There are FHE schemes that do better than binary gates (cf. CKKS) but they have other problems in that they require polynomial approximations for all the activation functions. Still they are much better than the binary-FHE schemes for stuff like neural networks, and most hardware accelerators in the pipeline right now are targeting CKKS and similar for this reason.
For some numbers, a ResNet-20 inference can be done in CKKS in like 5 minutes on CPU. With custom changes to the architecture you can get less than one minute, and in my view HW acceleration will improve that by another factor of 10-100 at least, so I'd expect 1s inference of these (still small) networks within the next year or two.
LLMs, however, are still going to be unreasonably slow for a long time.
From Apple's document on Advanced Data Protection:
>With Advanced Data Protection enabled, Apple doesn't have the encryption keys needed to help you recover your end-to-end encrypted data.
Apple doesn't have the keys.
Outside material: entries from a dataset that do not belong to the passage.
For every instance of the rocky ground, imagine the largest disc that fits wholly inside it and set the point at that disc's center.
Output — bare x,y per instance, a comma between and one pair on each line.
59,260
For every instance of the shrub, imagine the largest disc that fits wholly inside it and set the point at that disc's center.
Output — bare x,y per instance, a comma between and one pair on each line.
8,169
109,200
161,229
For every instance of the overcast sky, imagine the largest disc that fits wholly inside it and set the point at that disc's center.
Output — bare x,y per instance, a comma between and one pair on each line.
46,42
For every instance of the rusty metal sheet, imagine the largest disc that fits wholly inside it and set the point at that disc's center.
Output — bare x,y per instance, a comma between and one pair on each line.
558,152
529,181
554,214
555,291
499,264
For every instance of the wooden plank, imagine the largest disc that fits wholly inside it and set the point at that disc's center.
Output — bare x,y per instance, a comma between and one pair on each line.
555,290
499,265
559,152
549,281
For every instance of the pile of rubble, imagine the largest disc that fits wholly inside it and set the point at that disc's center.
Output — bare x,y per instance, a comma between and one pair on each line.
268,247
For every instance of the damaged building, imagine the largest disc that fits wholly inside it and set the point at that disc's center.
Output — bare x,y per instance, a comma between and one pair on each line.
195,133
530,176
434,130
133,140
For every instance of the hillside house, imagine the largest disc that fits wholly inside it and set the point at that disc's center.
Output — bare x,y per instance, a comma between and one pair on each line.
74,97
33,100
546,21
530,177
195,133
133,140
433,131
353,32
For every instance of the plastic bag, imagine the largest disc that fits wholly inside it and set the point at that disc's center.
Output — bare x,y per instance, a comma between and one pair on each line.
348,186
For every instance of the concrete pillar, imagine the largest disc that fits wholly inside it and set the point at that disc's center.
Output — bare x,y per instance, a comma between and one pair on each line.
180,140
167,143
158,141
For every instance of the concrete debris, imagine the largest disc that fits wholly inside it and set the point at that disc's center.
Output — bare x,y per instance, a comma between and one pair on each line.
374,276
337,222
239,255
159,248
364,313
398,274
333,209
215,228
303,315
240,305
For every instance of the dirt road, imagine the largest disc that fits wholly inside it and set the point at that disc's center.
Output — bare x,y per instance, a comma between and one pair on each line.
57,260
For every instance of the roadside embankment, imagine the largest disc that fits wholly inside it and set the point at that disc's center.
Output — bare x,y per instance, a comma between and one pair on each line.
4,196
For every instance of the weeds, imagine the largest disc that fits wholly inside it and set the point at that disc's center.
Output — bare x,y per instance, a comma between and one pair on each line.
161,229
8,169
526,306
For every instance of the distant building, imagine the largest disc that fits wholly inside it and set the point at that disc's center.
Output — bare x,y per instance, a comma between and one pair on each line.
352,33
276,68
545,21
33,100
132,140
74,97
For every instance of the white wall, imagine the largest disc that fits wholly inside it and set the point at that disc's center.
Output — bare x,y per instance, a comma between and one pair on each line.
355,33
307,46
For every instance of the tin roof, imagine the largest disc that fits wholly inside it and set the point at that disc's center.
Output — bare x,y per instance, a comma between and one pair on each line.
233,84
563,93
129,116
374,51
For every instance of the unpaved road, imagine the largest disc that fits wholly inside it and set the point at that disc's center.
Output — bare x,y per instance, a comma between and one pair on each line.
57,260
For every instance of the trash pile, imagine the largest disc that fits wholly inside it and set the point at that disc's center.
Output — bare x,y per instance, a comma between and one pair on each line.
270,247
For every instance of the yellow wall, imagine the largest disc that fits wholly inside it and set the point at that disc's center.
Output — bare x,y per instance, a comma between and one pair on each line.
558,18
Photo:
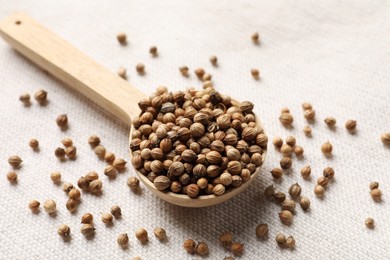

Somebody else might. Somebody other than you. Also, I think they meant to say decryption keys, although they're probably just dumbing down terminology for the masses.
>If you ever lose access to your account, you’ll need to use one of your account recovery methods
"You'll need to use." Not "there is no way except to use."
>Note: Your account recovery methods are never shared with or known to Apple.
"shared with or known to Apple." Not "shared with or known to anyone else."
The encryption is there, I believe that. I just don't know how many copies of the keys there are. If the only key is with me, it would be super easy for Apple to just say that. I believe that they have said that in the past, but the wording has now changed to this hyper-specific "Apple does not have the key" stuff.
> Although PCC is currently unique to Apple, we can hope that other privacy-focused services will soon crib the idea.
IMHO, Apple's PCC is a step in the right direction in terms of general AI privacy nightmares where they are at today. It's not a perfect system, since it's not fully transparent and auditable, and I do not like their new opt-out photo scanning feature running on PCC, but there really is a lot to be inspired by it.
My startup is going down this path ourselves, building on top of AWS Nitro and Nvidia Confidential Compute to provide end to end encryption from the AI user to the model running on the enclave side of an H100. It's not very widely known that you can do this with H100s but I really want to see this more in the next few years.
I didn't actually realize that AWS supported this, I thought Azure was the only one offering it (https://azure.microsoft.com/en-us/blog/azure-confidential-co...)
Are you speaking of this functionality? https://developer.nvidia.com/blog/confidential-computing-on-... (and am I just failing to find the relevant AWS docs?)
Yes, you're correct on both, though I think Google Cloud recently started supporting it as well. AWS will likely have GPU enclave support with Trainium 2 soon (AFAIK, that feature is not publicly offered yet but could be wrong).
We work with Edgeless Systems who manages the GPU enclave on Azure that we speak to from our AWS Nitro instance. While not ideal, the power of enclaves and the attestation verification process, we at least know that we're not leaking privacy by going with a third party GPU enclave provider.
And the most important thing about PCC in my opinion is not the technical aspect (though that's nice) but that Apple views user privacy as something good to be maximized, differing from the view championed by OpenAI and Anthropic (and also adopted by Google and virtually every other major LLM provider by this point) that user interactions must be surveilled for "safety" purposes. The lack of privacy isn't due to a technical limitation--it's intended, and they often brag about it.
Something good to be maximized within the constraints of the systems they have to work within. But at some point with enough compromises it becomes maximizing the perception of privacy, not the reality. Promoting these academic techniques may just be perception management on the part of Apple, if the keys are not controlled solely by the user.